Une inflation en hausse à Mayotte

Le représentant de l’Iedom, après avoir replacé le contexte inflationniste sur le plan mondial, s’est concentré sur l’inflation à Mayotte. Il indique ainsi que les prix à la consommation sont en moyenne 10 % plus élevés sur l’île que dans l’Hexagone en 2022. Néanmoins, ce n’est pas le département d’Outre-mer le moins bien loti. Cette différence est de 16 % en Guadeloupe et de 14 % en Guyane et en Martinique. Elle est en revanche de 9 % à La Réunion. Quand on scrute les chiffres concernant le prix des produits alimentaires, l’inflation grandissante est cependant criante pour l’île aux parfums : si sur ces denrées, la différence de prix avec l’Hexagone était de 19 % en 2015, elle était de 30 % en 2022, selon l’Insee (Institut national de la statistique et des études économiques). Une augmentation qui s’explique par le contexte inflationniste général dû à la pandémie de Covid-19 en 2020 et à la guerre en Ukraine déclenchée en 2022 par l’invasion russe, qui a engendré, entre autres, une hausse des coûts des matières premières agricoles et des produits pétroliers pour l’ensemble du globe.
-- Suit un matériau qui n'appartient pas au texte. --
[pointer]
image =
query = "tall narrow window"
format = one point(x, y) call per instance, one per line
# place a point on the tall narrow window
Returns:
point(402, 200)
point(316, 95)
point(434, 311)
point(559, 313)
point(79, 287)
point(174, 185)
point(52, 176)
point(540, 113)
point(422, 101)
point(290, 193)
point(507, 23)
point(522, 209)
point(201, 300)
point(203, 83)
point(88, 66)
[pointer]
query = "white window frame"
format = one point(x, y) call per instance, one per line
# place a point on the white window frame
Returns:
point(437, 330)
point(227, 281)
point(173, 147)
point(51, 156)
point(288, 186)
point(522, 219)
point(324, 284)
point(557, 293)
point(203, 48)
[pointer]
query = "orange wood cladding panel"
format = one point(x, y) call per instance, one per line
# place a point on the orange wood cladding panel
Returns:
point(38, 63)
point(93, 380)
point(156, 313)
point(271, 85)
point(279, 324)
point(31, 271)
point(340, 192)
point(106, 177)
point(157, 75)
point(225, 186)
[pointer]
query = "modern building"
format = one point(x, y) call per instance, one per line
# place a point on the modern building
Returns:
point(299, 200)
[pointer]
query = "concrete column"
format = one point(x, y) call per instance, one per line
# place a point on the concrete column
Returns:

Une vie structurellement plus chère

Mais la vie chère n’est pas nouvelle en Outre-mer. Alors pourquoi ? C’est la question à laquelle Ivan Odonnat a essayé de répondre, en décrivant les facteurs structurels de ce coût de la vie particulièrement élevé hors Hexagone. Premièrement, ces territoires, tous insulaires sauf la Guyane, ont un marché étroit, c’est-à-dire que la petite taille de la population et donc du marché offre moins de possibilités de ventes aux producteurs, donc les prix restent élevés. « On pourrait, par exemple, réfléchir à étendre ces marchés avec de l’exportation au niveau régional », émet comme idée le représentant de l’institution financière. L’éloignement des ressources d’approvisionnement, forçant à une importation de beaucoup de produits, contribue également à maintenir des prix à un niveau élevé. Enfin, des facteurs comme la fiscalité (à Mayotte, l’octroi de mer) ou encore les risques environnementaux pèsent dans la balance. Le président de l’Iedom rappelle ainsi que les prix à La Réunion ont augmenté en début d’année à cause du passage du cyclone Belal.

Réduire les importations

Pour remédier à ces causes structurelles, quatre pistes de réflexion ont été présentées. Tout d’abord, il faut renforcer l’autonomie alimentaire en investissant dans l’agriculture et la transformation industrielle, pour réduire la chaîne d’approvisionnement et les importations. Il faudrait aussi améliorer la connexion des territoires d’Outre-mer aux routes maritimes en développant la coopération régionale. « D’autant plus que Mayotte, se trouvant dans le canal du Mozambique, a un atout extrêmement fort pour devenir une base pour les pays voisins », note le président de l’Iedom. Il ajoute qu’accélérer la transition énergétique est nécessaire, en profitant des atouts propres aux Outre-mer en matière d’énergies renouvelables. En effet, l’utilisation des énergies fossiles pour fabriquer de l’électricité, une pratique qui a augmenté ces vingt dernières années en Outre-mer au fur et à mesure qu’elle a diminué dans l’Hexagone, contribue à maintenir des prix à la consommation élevés. Pour l’institut, il est aussi absolument nécessaire de soutenir le développement du tissu entrepreneurial local, notamment industriel. Une dernière piste qui s’ajoute aux quatre précédentes serait de jouer sur la fiscalité, en réformant l’octroi de mer.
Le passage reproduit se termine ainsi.